Background material :
The Report covers mortality in England only from April 2021 to December 2022. Prior months within the UK contain significant excess mortality, particularly for the elderly, hence it would not be surprising if the first three months of the data in Table 5 evidenced mortality below the average for those months in the period 2015-2019. Similarly, at the end of 2022, data may be subject to the vagarities of the holiday season, thus introducing errors into the Report.
Table 5 itself essentially contains two data fields : Unvaccinated (UnJabbed) and Ever Vaccinated (Jabbed). The two fields might be expected to provide a total for all-cause mortality of a particular population. Upon investigation I found a three percent discrepancy with other ONS data. After enquiry to the ONS a potential third data field became evident. Here is the ONS response :
/quote
Table 5 includes all deaths (that we could link to a vaccination status) and includes only counts of deaths.
Tables 1-4 are rates calculated from a subset of the population. We need to know how many people were alive and had each vaccination status as well as those who died.
To do this we use people in the 2021 Census as our base population, who could be linked to an NHS number for linking on deaths and vaccinations. This is a subset of the population (91.6% of the England population on Census day 2021) and therefore not include all of the deaths in Table 5 due to not including people who died who were not in the UK at the time of the Census or could not be linked to an NHS number.
/unquote
Hence a further field could be included in Table 5 for “unlinked” deaths.
To illustrate these effects listed above and to explore some other matters,
please see Figure 1 below, the chart for age group 60-69, with some additional data to extend the time period to March 2023.
These graphs are, in the anticipated order of scale : the estimated actual deaths for each month; the total deaths for each month in Table 5; the average expected deaths for each month for that age group during 2015-2019; the 'Jabbed' deaths for that month; and the 'UnJabbed' deaths.
Figure 1
Notes : The ‘Actual Total’ and ‘Total Tab 5’ track fairly closely until 2022 begins, but after that they steadily diverge.
There are periods of excess deaths where the ‘Actual Total’ exceeds the ‘norm year E’.
The errors evident in 2022 seem to be attributable to ‘unlinked’ deaths that should be classified as 'Jabbed'.

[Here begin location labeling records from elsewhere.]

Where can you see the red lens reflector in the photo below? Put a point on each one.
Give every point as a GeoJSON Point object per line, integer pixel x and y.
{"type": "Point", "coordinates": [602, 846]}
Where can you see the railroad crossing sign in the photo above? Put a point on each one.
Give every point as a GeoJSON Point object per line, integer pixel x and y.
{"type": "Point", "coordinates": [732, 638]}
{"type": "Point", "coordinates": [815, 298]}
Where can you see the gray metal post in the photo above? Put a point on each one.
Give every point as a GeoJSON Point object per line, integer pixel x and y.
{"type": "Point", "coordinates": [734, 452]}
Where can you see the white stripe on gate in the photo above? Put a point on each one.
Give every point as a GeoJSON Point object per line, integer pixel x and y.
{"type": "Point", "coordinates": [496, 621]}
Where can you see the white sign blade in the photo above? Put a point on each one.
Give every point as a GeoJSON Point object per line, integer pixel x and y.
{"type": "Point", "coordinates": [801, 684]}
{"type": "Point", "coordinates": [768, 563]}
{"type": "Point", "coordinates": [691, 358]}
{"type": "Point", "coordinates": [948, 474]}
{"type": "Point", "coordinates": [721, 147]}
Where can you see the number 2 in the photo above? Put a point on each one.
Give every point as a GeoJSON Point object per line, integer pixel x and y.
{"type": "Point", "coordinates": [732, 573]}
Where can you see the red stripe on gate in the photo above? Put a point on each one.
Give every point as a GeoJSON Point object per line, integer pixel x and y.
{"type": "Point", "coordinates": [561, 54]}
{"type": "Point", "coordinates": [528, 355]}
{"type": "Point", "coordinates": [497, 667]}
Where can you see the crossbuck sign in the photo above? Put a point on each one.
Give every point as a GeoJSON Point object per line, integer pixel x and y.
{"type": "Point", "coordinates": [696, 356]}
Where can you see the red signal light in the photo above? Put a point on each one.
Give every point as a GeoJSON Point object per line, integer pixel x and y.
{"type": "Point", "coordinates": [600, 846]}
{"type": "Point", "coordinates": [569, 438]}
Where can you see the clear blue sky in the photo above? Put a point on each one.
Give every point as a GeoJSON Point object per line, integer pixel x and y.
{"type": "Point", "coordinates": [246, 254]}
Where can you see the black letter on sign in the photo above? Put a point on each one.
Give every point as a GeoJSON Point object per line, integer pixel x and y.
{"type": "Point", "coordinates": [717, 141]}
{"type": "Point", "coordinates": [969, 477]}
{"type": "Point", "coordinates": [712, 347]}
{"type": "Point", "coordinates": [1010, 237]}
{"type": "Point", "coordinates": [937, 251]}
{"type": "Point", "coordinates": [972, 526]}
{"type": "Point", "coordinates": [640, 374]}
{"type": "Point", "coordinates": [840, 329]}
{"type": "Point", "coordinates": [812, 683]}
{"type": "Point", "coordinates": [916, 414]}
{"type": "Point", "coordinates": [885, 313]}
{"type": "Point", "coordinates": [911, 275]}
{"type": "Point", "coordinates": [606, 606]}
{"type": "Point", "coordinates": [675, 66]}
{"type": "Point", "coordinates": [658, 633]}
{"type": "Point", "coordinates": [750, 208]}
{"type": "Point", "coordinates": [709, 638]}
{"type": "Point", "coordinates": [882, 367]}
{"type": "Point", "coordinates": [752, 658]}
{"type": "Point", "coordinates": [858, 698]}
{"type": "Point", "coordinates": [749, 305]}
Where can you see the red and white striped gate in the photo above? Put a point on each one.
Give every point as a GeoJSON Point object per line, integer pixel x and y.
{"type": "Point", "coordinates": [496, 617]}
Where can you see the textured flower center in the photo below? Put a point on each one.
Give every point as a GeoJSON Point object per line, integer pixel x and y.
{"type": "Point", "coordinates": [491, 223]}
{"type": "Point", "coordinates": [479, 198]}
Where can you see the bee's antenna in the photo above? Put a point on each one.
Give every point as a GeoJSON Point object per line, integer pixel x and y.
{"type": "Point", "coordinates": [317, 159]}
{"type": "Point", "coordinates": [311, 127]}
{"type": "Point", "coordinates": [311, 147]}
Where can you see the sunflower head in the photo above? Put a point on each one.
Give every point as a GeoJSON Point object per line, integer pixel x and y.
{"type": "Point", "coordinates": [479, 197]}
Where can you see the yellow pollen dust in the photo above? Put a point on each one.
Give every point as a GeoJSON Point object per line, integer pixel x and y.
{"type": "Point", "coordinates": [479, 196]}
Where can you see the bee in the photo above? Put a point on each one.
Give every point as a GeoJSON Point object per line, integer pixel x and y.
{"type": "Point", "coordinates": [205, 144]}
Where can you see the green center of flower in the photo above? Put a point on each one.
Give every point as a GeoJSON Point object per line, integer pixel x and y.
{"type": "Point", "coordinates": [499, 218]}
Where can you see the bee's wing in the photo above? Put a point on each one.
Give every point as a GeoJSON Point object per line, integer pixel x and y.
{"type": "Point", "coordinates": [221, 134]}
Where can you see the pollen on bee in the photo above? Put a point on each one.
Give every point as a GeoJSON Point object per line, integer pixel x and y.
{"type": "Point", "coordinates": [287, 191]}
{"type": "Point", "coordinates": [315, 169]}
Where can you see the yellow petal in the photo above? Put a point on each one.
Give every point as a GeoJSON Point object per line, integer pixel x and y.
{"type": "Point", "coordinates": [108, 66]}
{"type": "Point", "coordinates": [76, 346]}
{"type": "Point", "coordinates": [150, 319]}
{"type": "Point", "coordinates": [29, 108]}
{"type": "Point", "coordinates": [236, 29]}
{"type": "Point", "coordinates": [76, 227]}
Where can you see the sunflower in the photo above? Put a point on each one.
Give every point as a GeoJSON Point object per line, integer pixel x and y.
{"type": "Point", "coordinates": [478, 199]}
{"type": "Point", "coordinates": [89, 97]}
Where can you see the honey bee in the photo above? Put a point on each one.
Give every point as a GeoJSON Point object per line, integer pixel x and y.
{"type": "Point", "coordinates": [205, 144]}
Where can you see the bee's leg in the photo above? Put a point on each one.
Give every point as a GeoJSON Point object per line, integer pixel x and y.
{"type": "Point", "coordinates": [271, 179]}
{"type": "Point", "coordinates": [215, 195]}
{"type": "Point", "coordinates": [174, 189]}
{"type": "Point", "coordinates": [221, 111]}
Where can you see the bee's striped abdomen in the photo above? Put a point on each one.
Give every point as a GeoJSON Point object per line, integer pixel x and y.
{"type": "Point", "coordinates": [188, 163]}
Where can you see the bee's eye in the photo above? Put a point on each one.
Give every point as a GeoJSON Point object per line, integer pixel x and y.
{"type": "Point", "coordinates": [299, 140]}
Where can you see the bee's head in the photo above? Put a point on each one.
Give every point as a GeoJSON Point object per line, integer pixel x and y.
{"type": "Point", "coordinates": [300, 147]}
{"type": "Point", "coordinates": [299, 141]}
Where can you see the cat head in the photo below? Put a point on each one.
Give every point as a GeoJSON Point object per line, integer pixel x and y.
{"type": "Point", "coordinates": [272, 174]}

As will be seen in further charts, the age group 60-69 is somewhat atypical. Those in elderly groups may be more likely to be in medical care and their data may thus be more reliable. Those in younger groupings may have less reliable and hence more error prone data.
I include estimates for January, February, and March of 2023 only in the chart for those aged 60-69, to illustrate the ongoing trend in data. The wider perspective on what this might mean is left to a later post.

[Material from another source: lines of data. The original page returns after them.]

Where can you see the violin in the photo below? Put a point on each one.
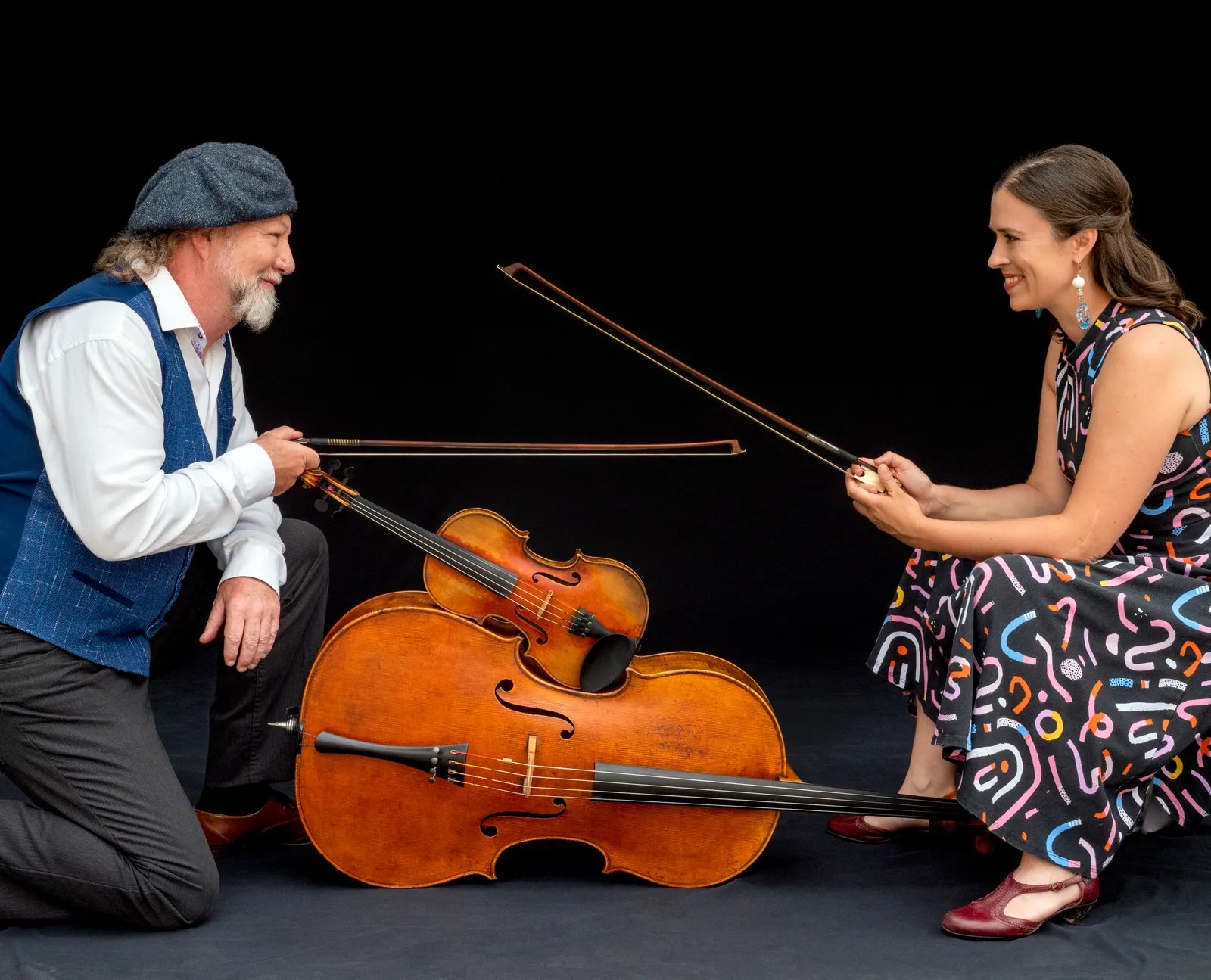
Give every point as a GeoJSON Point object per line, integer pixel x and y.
{"type": "Point", "coordinates": [581, 619]}
{"type": "Point", "coordinates": [428, 746]}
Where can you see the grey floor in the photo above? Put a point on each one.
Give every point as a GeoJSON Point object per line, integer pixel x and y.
{"type": "Point", "coordinates": [811, 905]}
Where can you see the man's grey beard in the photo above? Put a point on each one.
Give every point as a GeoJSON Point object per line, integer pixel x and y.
{"type": "Point", "coordinates": [254, 304]}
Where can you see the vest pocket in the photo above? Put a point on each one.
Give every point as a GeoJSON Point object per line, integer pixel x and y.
{"type": "Point", "coordinates": [103, 589]}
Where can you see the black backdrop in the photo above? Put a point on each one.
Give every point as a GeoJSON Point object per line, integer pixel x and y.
{"type": "Point", "coordinates": [839, 284]}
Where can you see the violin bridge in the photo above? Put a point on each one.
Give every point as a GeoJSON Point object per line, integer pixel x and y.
{"type": "Point", "coordinates": [528, 782]}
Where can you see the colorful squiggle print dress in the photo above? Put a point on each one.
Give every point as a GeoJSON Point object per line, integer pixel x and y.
{"type": "Point", "coordinates": [1069, 692]}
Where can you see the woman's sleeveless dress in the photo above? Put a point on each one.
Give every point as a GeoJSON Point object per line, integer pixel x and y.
{"type": "Point", "coordinates": [1072, 692]}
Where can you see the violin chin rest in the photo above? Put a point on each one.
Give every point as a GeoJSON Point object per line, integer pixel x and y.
{"type": "Point", "coordinates": [606, 661]}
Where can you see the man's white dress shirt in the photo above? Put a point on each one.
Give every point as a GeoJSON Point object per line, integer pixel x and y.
{"type": "Point", "coordinates": [92, 381]}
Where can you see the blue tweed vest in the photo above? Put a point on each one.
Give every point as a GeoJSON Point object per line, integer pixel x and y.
{"type": "Point", "coordinates": [52, 586]}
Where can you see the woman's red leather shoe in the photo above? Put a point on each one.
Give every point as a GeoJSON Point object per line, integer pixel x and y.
{"type": "Point", "coordinates": [985, 919]}
{"type": "Point", "coordinates": [860, 831]}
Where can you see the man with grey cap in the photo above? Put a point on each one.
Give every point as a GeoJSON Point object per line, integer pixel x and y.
{"type": "Point", "coordinates": [124, 445]}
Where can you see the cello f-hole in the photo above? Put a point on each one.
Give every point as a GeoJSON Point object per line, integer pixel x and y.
{"type": "Point", "coordinates": [506, 685]}
{"type": "Point", "coordinates": [488, 830]}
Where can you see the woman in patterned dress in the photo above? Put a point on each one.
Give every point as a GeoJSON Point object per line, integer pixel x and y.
{"type": "Point", "coordinates": [1054, 637]}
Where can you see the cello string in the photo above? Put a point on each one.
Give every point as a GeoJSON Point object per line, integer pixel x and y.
{"type": "Point", "coordinates": [780, 796]}
{"type": "Point", "coordinates": [811, 798]}
{"type": "Point", "coordinates": [778, 792]}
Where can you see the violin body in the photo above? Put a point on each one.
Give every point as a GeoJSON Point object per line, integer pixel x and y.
{"type": "Point", "coordinates": [581, 621]}
{"type": "Point", "coordinates": [553, 593]}
{"type": "Point", "coordinates": [399, 670]}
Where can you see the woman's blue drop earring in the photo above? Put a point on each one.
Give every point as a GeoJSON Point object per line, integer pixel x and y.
{"type": "Point", "coordinates": [1082, 308]}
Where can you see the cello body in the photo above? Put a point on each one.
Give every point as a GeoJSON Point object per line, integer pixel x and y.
{"type": "Point", "coordinates": [400, 670]}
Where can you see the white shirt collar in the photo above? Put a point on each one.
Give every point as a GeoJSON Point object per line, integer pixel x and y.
{"type": "Point", "coordinates": [170, 302]}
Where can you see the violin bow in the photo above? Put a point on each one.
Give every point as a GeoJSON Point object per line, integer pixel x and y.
{"type": "Point", "coordinates": [531, 280]}
{"type": "Point", "coordinates": [421, 447]}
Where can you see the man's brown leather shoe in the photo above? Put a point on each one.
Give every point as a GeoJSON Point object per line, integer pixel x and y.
{"type": "Point", "coordinates": [276, 823]}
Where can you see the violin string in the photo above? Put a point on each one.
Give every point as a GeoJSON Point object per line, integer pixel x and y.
{"type": "Point", "coordinates": [452, 556]}
{"type": "Point", "coordinates": [781, 795]}
{"type": "Point", "coordinates": [530, 599]}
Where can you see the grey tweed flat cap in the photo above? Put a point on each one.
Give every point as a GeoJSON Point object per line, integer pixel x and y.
{"type": "Point", "coordinates": [212, 185]}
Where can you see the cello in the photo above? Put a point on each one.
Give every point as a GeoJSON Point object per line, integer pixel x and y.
{"type": "Point", "coordinates": [428, 748]}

The charts for age groups 18-39; 40-49; 50-59; 70-79; 80-89; and 90+ follow.
Figure 2
Figure 3
Figure 4
Figure 5
Figure 6
Figure 7
Figure 8
Source Material
[1] https://www.ons.gov.uk/file?uri=/peoplepopulationandcommunity/birthsdeathsandmarriages/deaths/datasets/deathsbyvaccinationstatusengland/deathsoccurringbetween1april2021and31december2022/referencetablefeb213.xlsx
[2] https://www.ons.gov.uk/file?uri=/peoplepopulationandcommunity/birthsdeathsandmarriages/deaths/datasets/deathsbyvaccinationstatusengland/deathsoccurringbetween1april2021and31december2022/referencetablefeb213.xlsx
[3] https://www.ons.gov.uk/file?uri=/peoplepopulationandcommunity/birthsdeathsandmarriages/deaths/adhocs/11485fiveyearaverageweeklydeathsbysexandagegroupenglandandwalesdeathsoccurringbetween2015and2019/fiveyearavgweeklydeaths2015to2019.xlsx
Here is what I think I am seeing : many of those aged below 60 are dying outside the NHS Hospital System, and those numbers increase through 2022, and in younger age groups. This trend is irrespective of the medical problems up to and including the risk of death.
This isn't an ONS problem.
This isn't a Medical Problem.
This is a Political problem.
I suggest that a majority aged 18-39 woke up during 2022. If given the chance they would end National Insurance payments and defund the NHS.